Autant de chantiers brûlants et potentiellement explosifs sur le plan social, que le nouveau Premier ministre devra conduire tambour battant s’il veut convaincre Bruxelles et les agences de notation du sérieux de la France dans la maîtrise de ses finances publiques. Un défi d’autant plus ardu que François Bayrou ne dispose pas d’une majorité claire à l’Assemblée, après l’éclatement de la coalition gouvernementale.
Une partie d’échecs politique
Pour faire adopter son budget rectificatif pour 2025 et lancer ses grands chantiers, le chef du gouvernement devra donc se livrer à un véritable jeu d’équilibriste politique. Il devra ménager sa majorité relative, composée du MoDem, d’une frange des Républicains et de députés Macron-compatibles, tout en s’efforçant de rallier à sa cause certains élus de l’opposition. Un sacré défi quand on sait les réticences d’une partie de la droite et de la gauche à voter de nouveaux tours de vis budgétaires en cette période socialement tendue.
Mais François Bayrou peut espérer profiter du choc causé par la dégradation de Moody’s pour mettre tout le monde face à ses responsabilités et créer un électrochoc politique. Il l’a d’ailleurs martelé dès sa prise de fonction : « Nous n’avons plus le choix, il en va de la crédibilité et de la souveraineté de la France ». Une façon de préparer les esprits à des décisions fortes et impopulaires, et d’imposer sa feuille de route à des parlementaires sous pression.

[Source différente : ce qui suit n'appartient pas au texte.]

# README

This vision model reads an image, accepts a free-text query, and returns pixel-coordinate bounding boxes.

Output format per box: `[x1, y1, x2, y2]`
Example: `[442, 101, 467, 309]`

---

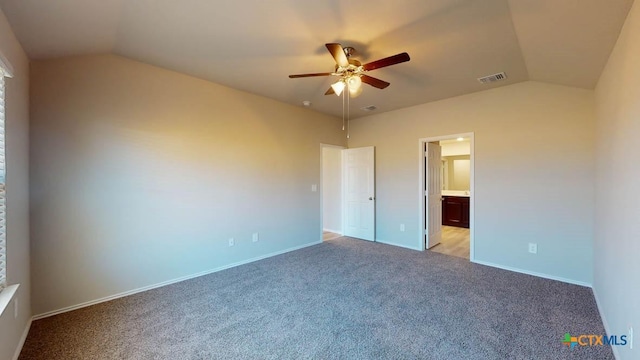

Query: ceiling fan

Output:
[289, 43, 411, 97]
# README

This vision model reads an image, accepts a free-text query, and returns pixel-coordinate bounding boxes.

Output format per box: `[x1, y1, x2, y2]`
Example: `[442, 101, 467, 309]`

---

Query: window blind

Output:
[0, 67, 7, 290]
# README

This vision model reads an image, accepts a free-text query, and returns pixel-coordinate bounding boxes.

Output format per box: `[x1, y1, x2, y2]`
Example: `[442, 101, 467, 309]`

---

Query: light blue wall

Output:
[349, 82, 595, 284]
[31, 56, 345, 314]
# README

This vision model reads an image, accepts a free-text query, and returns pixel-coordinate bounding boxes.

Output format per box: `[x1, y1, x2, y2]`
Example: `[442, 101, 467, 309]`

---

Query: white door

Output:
[342, 146, 376, 241]
[424, 143, 442, 249]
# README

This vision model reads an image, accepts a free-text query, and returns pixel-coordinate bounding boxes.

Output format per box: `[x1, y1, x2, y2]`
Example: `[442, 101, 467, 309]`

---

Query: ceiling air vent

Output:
[478, 72, 507, 84]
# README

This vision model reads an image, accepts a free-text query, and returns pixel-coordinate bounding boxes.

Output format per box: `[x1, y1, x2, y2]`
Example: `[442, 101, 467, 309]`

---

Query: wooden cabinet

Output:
[442, 196, 469, 228]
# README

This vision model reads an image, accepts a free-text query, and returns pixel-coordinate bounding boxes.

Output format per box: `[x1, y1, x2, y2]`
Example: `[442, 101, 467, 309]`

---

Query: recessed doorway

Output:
[419, 133, 474, 260]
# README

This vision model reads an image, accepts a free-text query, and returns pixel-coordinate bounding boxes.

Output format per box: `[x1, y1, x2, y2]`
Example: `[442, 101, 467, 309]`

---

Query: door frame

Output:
[417, 132, 476, 262]
[318, 143, 347, 241]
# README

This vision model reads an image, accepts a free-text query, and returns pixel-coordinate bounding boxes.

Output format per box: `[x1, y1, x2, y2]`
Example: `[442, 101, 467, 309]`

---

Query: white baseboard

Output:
[32, 241, 322, 320]
[471, 260, 591, 288]
[375, 239, 422, 251]
[591, 286, 620, 359]
[13, 317, 33, 360]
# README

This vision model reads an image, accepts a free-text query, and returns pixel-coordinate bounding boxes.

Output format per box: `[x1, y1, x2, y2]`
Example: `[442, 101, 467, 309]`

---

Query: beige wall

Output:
[0, 6, 31, 359]
[31, 56, 345, 314]
[322, 147, 342, 233]
[349, 81, 594, 284]
[442, 155, 471, 190]
[593, 1, 640, 360]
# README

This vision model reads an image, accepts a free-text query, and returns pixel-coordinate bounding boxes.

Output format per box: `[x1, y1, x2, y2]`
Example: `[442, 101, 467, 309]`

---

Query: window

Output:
[0, 67, 7, 290]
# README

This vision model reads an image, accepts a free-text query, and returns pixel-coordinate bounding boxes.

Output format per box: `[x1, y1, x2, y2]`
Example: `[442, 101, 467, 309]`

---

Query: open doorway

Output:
[320, 144, 344, 241]
[420, 133, 474, 260]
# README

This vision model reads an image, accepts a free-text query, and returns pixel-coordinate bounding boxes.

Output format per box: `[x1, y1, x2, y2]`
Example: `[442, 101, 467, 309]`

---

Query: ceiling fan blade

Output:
[362, 53, 411, 71]
[289, 73, 333, 79]
[325, 43, 349, 67]
[360, 75, 391, 89]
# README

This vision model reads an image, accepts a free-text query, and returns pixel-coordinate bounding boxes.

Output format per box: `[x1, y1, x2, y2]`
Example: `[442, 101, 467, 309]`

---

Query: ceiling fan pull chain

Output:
[342, 89, 351, 139]
[342, 90, 344, 131]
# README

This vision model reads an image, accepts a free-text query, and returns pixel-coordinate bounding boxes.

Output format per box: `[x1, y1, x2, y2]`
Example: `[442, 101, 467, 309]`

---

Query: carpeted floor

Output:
[20, 238, 613, 360]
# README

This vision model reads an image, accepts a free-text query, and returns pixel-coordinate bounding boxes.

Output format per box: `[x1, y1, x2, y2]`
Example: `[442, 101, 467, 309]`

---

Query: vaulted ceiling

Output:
[0, 0, 633, 118]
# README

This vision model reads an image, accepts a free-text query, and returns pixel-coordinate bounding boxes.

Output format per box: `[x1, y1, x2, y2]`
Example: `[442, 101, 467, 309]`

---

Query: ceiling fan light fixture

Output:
[349, 82, 362, 98]
[347, 75, 362, 91]
[331, 80, 345, 96]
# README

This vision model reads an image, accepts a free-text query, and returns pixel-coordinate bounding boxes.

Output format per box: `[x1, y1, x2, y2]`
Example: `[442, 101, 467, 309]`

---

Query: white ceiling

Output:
[0, 0, 633, 118]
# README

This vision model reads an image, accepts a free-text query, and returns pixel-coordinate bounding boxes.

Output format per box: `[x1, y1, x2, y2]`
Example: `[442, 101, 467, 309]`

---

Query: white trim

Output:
[0, 53, 13, 77]
[418, 132, 476, 262]
[33, 240, 322, 320]
[591, 286, 620, 359]
[318, 143, 346, 241]
[13, 317, 33, 360]
[472, 260, 592, 288]
[375, 239, 422, 251]
[0, 284, 20, 316]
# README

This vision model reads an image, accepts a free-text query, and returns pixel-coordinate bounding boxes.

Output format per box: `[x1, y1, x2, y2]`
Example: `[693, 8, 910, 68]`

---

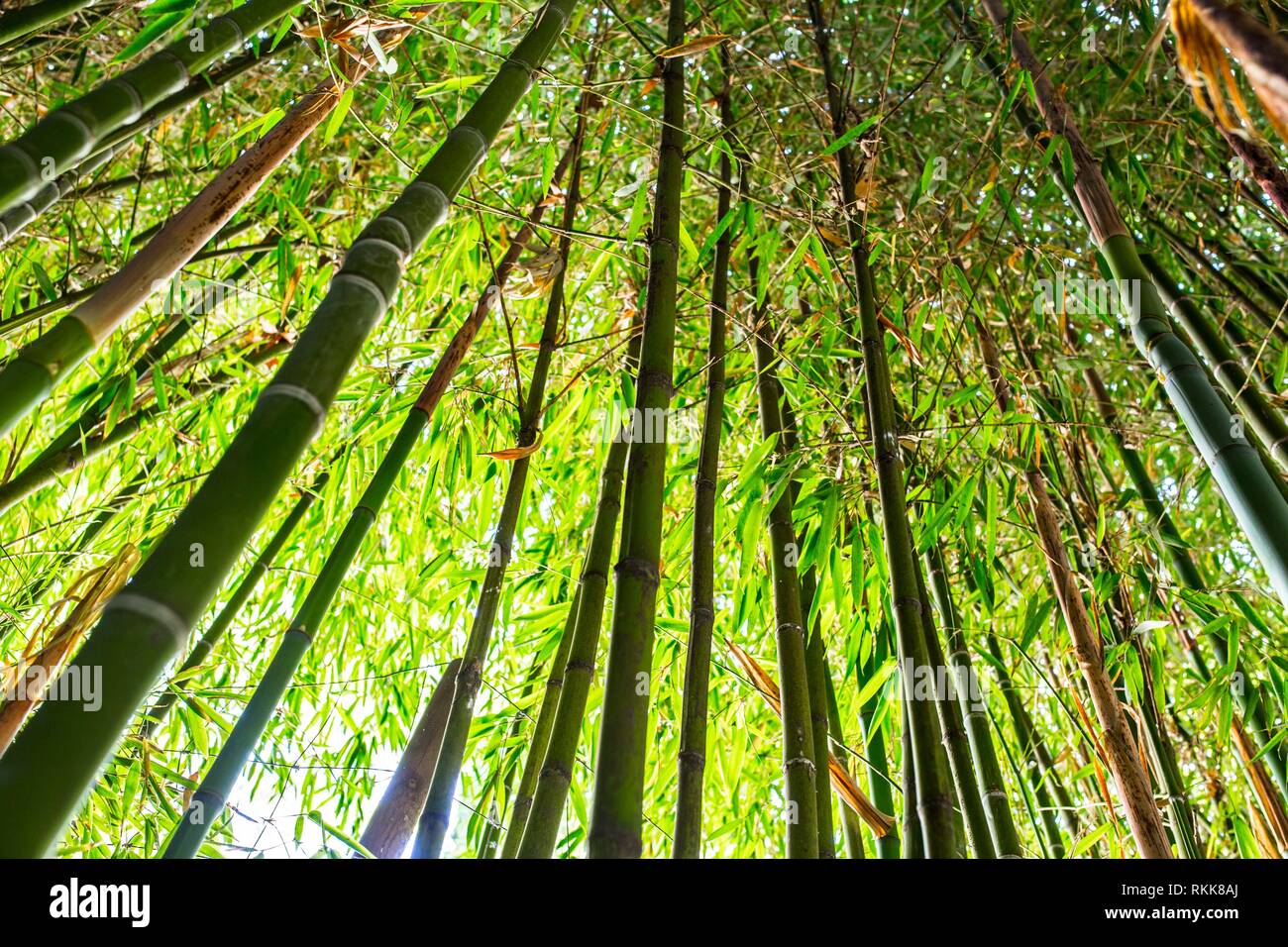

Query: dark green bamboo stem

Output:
[910, 537, 997, 858]
[0, 0, 97, 47]
[0, 0, 575, 857]
[139, 472, 330, 740]
[855, 625, 901, 858]
[0, 339, 291, 511]
[501, 585, 581, 858]
[671, 58, 733, 858]
[924, 543, 1022, 858]
[0, 0, 297, 213]
[412, 54, 593, 858]
[589, 0, 687, 858]
[824, 665, 871, 858]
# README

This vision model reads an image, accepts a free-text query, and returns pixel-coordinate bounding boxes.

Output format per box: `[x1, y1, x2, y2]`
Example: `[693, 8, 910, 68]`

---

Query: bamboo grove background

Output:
[0, 0, 1288, 858]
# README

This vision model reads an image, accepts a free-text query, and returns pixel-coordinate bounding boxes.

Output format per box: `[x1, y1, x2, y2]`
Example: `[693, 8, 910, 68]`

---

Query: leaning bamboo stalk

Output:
[360, 659, 461, 858]
[139, 472, 330, 740]
[983, 0, 1288, 615]
[671, 56, 733, 858]
[0, 30, 391, 437]
[0, 339, 291, 513]
[924, 543, 1024, 858]
[0, 0, 575, 857]
[808, 0, 957, 858]
[973, 297, 1172, 858]
[164, 129, 580, 858]
[0, 0, 98, 47]
[516, 335, 639, 858]
[725, 638, 894, 837]
[0, 544, 139, 754]
[0, 0, 296, 213]
[412, 58, 597, 858]
[589, 0, 687, 858]
[752, 284, 823, 858]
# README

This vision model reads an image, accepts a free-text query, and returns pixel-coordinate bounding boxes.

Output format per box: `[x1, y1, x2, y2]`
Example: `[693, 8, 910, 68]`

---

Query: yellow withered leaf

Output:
[657, 34, 729, 59]
[483, 433, 541, 460]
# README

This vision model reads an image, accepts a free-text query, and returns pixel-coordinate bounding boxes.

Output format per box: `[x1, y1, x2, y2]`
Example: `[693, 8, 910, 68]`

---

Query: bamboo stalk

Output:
[983, 0, 1288, 615]
[0, 0, 575, 857]
[360, 659, 461, 858]
[671, 56, 734, 858]
[0, 45, 378, 437]
[501, 586, 581, 858]
[0, 0, 98, 47]
[0, 0, 297, 213]
[412, 54, 595, 858]
[589, 0, 687, 858]
[750, 275, 831, 858]
[924, 543, 1024, 858]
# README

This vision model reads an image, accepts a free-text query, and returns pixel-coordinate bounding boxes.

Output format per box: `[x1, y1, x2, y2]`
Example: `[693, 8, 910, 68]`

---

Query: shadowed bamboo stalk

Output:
[516, 318, 640, 858]
[164, 118, 572, 858]
[0, 26, 406, 437]
[971, 297, 1169, 858]
[589, 0, 687, 858]
[0, 0, 99, 47]
[501, 585, 581, 858]
[808, 0, 957, 858]
[412, 53, 595, 858]
[671, 54, 733, 858]
[0, 0, 297, 213]
[139, 472, 330, 740]
[0, 0, 575, 857]
[983, 0, 1288, 615]
[360, 659, 461, 858]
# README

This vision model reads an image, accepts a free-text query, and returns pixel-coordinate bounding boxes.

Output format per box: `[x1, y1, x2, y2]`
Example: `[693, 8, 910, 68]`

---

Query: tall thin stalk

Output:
[0, 0, 576, 857]
[412, 53, 596, 858]
[589, 0, 687, 858]
[0, 0, 299, 214]
[671, 54, 733, 858]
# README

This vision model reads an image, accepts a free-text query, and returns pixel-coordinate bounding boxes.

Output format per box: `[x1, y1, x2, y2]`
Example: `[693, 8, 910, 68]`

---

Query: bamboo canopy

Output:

Réussir ce tour de force ne sera pas une mince affaire, même pour ce vieux routier de la politique qu’est François Bayrou. Mais le nouveau Premier ministre sait qu’il joue là une partie décisive, non seulement pour l’avenir de la France, mais aussi pour sa propre survie politique. S’il parvient contre toute attente à redresser la barre des comptes publics et à redonner des perspectives à la France, il pourrait en ressortir considérablement renforcé, voire incontournable, à deux ans de la prochaine élection présidentielle. Un sacré pari sur l’avenir.